Quizás tendremos mucho que perdonar en estas fiestas, posiblemente casi todo sea porque a nuestro alrededor nuestros familiares, amigos y todos los que intentan incluirnos en sus buenos sentimientos… no saben lo que hacen. No saben que necesitamos quietud para poder dar fuerza a esa unión que ahora parece tan efímera ya que hemos perdido la posibilidad de tocar, acariciar y besar. No saben que el dolor se nos ha potenciado porque vemos que ellos sí pueden hacerlo. No saben que sólo oír la típica música, oler los aromas específicos de estas fechas y ver las decoraciones nos llenan de tristeza ya que prometen encuentros y celebraciones que ya no podrán ser. Tampoco saben que la extensa oferta de regalos destaca nuestra frustración de no poder, regalar y colmar con todo lo que nos gustaría y que sentimos se merece esa persona que ya no esta para recibirlos.
Nos parece imperdonable que en nuestro alrededor no se estén dando cuenta de nuestro sufrimiento, pero nosotros no sabemos que detrás de su aparente frivolidad e inconsciencia, está el propósito de hacer que estas fechas también sean para nosotros.

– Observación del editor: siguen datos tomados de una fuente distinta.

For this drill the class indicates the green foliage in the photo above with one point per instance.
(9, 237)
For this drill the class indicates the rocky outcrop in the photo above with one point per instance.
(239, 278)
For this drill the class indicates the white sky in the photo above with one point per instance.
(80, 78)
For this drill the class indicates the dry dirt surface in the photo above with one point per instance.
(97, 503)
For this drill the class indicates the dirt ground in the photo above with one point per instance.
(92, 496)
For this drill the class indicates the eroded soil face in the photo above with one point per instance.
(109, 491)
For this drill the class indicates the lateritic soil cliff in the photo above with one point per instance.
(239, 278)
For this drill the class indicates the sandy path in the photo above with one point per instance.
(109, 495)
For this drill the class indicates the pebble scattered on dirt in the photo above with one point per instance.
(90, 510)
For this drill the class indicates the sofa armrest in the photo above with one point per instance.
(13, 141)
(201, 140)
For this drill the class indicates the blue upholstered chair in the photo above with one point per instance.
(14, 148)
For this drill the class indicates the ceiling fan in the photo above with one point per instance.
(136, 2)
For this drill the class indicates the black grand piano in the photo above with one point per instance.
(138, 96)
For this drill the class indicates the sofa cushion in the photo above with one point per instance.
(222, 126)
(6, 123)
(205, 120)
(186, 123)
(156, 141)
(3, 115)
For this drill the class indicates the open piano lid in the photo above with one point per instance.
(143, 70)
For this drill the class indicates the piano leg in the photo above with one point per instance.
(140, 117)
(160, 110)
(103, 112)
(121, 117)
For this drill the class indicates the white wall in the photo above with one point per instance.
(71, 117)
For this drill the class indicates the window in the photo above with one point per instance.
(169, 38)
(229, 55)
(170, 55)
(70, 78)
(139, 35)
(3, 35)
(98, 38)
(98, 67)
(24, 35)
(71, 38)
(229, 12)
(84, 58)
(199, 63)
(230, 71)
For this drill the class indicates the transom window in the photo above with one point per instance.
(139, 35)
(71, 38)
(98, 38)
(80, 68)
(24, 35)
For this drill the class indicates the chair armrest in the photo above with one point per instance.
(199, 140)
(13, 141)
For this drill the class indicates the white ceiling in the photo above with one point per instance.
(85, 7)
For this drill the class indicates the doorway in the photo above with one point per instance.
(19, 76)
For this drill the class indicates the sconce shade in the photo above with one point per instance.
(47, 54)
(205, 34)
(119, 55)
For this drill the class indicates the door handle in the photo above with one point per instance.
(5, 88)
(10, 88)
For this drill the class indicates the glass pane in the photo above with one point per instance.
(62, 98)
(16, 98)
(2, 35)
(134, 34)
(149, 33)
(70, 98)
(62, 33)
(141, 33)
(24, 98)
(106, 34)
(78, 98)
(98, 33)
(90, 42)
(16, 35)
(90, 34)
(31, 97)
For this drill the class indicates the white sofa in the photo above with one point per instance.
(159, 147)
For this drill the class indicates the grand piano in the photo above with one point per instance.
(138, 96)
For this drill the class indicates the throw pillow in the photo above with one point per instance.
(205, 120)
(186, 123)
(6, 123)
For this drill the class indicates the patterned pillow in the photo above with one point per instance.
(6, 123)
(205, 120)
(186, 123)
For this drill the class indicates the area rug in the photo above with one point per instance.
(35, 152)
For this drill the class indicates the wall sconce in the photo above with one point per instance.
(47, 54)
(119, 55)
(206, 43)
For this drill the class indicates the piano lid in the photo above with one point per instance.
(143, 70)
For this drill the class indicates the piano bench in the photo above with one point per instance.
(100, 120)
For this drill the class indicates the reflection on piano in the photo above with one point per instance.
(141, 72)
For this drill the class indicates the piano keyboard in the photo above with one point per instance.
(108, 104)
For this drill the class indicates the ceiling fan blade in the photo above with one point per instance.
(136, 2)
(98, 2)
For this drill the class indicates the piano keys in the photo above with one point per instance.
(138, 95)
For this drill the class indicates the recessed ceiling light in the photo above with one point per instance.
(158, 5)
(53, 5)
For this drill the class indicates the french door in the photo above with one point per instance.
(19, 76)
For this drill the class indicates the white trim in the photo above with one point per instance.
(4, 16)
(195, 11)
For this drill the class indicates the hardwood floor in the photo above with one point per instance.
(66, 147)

Para esto he escrito una carta para vuestros familiares, que explica cómo os sentís. Espero que os ayude a estar lo mejor posible que vuestras circunstancias permitan. Pero por encima de las circunstancias sabéis que podéis ir más allá del vacío físico y aprovechar esta gran celebración de amor para dar alas a la unión con vuestro ser querido, que ya sabéis es irrompible, indestructible y que no necesita tener para ser.
Querida familia, queridos amigos,
Vuelve a ser Navidad, pero esta vez a mí me falta algo que va a imposibilitar que pueda estar con vosotros como os gustaría que esté. Para mí son fechas críticas y aunque con toda vuestra buena voluntad estáis haciendo más de lo que habíais hecho antes para que pueda celebrarlas y estar bien, el vacío se hace tan grande que para no pasarlo aún peor tengo que apartarme. Parece que no agradezca, parece que rechace vuestras buenas intenciones, no es así pero tenéis que comprender que no puedo hacerlo de otra manera. En estos momentos lo que queréis para mí, que esté bien, que no lo pase mal, que no eche tanto de menos, que pueda celebrar aunque sólo sea un poco es imposible.
Pero aunque no lo parezca porque no puedo demostrarlo y no se vislumbre por el tanto dolor que me rodea, agradezco vuestros buenos sentimientos, sólo pido que vosotros respetéis mis necesidades. Sé que queréis verme bien, pero estoy mejor sin toda la movida navideña ya que esa sólo destaca más aún mi carencia.
Toda fecha especial lo es porque tenemos a nuestro lado las personas que están siendo que sea especial, si no lo están entonces pierde todo sentido.
Por favor ahorrarme el dolor de no poder estar a la altura de vuestras expectativas y darme el gran regalo de vuestra comprensión. Yo os lo agradezco de antemano. Sé que me queréis, sé que queréis lo mejor para mí, pero también sé que ahora lo mejor está aún más allá de mi alcance.